I can think of a a normal logger that will log at import time of the package and will log when the process closes/dies/exits using atexit function.
# let's import the package here
import package
# at this stage the package automaticaly logs something like the following in a certain file
# os.getpid() | getpass.getuser() | os.uname() | importing package time.time()
# when the process or session is closed. ataxit will execute the same function that will log the following
# os.getpid() | getpass.getuser() | os.uname() | ataxit process time.time()
This way this log file can be analyzed later for info about package usage.

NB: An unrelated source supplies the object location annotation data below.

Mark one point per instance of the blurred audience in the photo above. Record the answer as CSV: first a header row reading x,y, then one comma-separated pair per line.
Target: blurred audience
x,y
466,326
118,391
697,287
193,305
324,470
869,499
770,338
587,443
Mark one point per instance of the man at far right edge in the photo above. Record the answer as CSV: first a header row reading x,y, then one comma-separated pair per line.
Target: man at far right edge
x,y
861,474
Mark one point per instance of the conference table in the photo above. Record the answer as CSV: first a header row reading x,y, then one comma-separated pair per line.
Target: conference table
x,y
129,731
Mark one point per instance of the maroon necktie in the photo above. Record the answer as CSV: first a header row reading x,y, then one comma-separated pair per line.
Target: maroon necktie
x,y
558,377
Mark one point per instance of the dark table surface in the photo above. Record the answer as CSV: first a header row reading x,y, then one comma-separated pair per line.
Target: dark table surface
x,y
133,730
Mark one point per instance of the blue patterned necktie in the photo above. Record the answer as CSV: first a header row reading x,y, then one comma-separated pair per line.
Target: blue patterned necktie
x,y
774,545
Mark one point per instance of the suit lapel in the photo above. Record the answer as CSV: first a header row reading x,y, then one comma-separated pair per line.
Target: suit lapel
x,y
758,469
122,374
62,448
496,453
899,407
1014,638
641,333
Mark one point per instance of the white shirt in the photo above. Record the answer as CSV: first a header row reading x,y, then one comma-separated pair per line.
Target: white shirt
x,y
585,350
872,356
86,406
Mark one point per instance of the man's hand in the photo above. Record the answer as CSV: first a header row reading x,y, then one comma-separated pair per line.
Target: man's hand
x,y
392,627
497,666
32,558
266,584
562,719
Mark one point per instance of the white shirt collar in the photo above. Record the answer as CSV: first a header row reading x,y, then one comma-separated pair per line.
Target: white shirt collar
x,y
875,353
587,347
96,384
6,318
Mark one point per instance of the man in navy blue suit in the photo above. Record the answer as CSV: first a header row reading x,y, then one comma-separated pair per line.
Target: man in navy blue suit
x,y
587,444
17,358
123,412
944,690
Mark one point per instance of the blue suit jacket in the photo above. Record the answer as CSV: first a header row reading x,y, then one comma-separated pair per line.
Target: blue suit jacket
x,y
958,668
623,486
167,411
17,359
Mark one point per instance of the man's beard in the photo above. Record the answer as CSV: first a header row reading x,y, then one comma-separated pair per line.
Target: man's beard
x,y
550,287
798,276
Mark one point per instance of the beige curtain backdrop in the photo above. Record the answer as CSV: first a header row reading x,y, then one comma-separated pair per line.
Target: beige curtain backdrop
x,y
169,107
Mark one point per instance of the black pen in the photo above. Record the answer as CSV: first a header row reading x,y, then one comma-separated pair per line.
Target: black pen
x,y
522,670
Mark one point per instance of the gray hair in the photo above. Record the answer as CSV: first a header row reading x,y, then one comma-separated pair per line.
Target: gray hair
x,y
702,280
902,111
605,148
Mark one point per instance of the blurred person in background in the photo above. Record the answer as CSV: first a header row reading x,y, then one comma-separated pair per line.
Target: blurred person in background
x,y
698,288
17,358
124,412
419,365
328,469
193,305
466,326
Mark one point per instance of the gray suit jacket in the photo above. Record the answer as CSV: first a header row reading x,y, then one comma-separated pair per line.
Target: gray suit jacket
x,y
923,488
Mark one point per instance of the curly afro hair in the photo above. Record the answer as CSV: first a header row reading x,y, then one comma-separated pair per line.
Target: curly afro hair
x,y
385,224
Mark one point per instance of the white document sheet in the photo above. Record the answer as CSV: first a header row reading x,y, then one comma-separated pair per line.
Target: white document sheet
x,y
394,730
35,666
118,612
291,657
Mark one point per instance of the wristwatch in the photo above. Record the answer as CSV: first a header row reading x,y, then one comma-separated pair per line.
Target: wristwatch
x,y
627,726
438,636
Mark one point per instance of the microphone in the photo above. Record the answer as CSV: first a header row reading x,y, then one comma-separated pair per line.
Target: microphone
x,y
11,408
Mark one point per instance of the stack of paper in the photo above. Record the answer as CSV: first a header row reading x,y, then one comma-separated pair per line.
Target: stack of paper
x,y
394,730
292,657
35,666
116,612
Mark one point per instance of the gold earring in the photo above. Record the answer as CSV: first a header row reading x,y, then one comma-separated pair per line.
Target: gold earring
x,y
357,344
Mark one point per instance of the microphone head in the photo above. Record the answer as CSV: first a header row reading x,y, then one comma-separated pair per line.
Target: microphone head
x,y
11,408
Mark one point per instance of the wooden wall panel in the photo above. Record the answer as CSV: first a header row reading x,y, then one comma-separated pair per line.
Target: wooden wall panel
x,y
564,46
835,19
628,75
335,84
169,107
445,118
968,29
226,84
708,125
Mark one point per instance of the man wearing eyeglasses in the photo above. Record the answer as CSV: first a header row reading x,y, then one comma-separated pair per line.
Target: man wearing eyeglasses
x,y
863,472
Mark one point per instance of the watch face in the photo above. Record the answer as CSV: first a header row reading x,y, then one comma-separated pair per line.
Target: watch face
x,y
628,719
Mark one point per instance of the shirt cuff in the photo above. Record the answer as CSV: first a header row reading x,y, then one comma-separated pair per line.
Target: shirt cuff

Now, I wonder if there is another more elegant or standard solution to do all of that.
-
4Is this an internal only package? I'm pretty sure that no one will use a package which starts reporting data to another external source like this.enderland– enderland2017年06月08日 15:51:03 +00:00Commented Jun 8, 2017 at 15:51
-
1Oh yeah absolutely. I agree with you, this is for internal usage only. BU needs to give valuation for the implementation by counting internal users and time of usage.Cobry– Cobry2017年06月08日 16:13:37 +00:00Commented Jun 8, 2017 at 16:13
-
This doesn't so much "give value" as measure usage. The idea makes me wonder if the package loader has a verbose enough switch to do this for you.candied_orange– candied_orange2017年06月08日 17:33:23 +00:00Commented Jun 8, 2017 at 17:33
-
1Read about import hooks. They exist in both Python 2 and 3 but differ somehow.9000– 90002017年06月08日 19:58:22 +00:00Commented Jun 8, 2017 at 19:58
-
1As a warning: What about devs working with this package? Every import while running unit test could inflate your count.Christian Sauer– Christian Sauer2017年06月08日 20:17:01 +00:00Commented Jun 8, 2017 at 20:17
1 Answer 1
If you want centralized logging, you should probably send the usage statistics to a remote server, e.g. with the http-logger to logstash. Could be easier to maintain than trying to find dozens of logfiles.

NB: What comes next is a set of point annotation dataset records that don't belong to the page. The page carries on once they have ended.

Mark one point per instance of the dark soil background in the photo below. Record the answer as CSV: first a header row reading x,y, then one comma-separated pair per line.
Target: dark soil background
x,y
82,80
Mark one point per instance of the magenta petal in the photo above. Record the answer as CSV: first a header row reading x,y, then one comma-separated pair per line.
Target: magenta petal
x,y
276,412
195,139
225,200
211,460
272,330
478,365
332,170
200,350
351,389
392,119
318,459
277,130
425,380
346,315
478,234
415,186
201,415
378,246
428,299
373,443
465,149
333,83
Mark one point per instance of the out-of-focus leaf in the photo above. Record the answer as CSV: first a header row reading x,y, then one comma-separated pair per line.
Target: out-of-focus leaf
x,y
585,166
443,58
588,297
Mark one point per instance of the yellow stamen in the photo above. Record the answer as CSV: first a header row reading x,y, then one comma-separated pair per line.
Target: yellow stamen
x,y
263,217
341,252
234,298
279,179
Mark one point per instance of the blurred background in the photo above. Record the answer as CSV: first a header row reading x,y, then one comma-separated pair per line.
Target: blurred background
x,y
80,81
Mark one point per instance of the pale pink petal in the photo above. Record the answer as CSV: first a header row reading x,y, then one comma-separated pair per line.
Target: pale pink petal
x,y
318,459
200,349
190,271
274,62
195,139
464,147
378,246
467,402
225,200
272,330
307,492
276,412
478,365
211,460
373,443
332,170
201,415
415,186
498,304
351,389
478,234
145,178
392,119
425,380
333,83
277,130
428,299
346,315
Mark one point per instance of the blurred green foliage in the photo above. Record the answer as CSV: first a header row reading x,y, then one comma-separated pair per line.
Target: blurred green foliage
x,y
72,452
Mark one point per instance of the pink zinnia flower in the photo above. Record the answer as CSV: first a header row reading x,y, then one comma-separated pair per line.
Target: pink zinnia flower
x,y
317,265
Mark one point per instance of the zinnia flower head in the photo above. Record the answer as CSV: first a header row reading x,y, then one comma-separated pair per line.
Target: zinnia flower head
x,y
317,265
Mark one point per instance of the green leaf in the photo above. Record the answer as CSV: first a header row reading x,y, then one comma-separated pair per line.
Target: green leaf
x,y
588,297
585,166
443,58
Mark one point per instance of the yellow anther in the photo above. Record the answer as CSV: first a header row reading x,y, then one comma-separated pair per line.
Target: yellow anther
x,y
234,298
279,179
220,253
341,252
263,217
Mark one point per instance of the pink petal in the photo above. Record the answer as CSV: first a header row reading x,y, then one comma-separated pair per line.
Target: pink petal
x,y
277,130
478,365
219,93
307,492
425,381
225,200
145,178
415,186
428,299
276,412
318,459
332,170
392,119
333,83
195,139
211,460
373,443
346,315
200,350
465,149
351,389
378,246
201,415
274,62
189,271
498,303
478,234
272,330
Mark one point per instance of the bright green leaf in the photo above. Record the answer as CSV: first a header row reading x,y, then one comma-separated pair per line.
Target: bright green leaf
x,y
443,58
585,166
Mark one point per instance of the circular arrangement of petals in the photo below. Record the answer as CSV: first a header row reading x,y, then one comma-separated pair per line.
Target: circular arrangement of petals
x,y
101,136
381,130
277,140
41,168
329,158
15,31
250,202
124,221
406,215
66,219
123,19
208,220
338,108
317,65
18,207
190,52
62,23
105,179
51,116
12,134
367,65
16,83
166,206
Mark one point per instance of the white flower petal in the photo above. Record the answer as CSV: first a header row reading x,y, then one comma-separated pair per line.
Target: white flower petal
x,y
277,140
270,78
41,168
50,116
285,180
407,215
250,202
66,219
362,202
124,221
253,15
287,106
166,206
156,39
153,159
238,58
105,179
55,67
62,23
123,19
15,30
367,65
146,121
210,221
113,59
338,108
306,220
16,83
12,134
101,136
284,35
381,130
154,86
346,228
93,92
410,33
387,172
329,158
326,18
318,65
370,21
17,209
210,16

I would be loath to use something like atexit, there are lots of scenarios where this function will never run (yanking the cord, abnormal interpreter shutdown etc.). I would probably start a separate thread which sends a regular ping while your module is imported. Use some log aggregating at you collection server to compute the total time run. You would need to generate a unique ID at import time, but that is easy.
Lastly: The python logging module is ...not really good. Could be easier just to build a small function which sends your logs to the desired server. I spend several hours sending a log to logstash, so I am pretty biased against the logging module.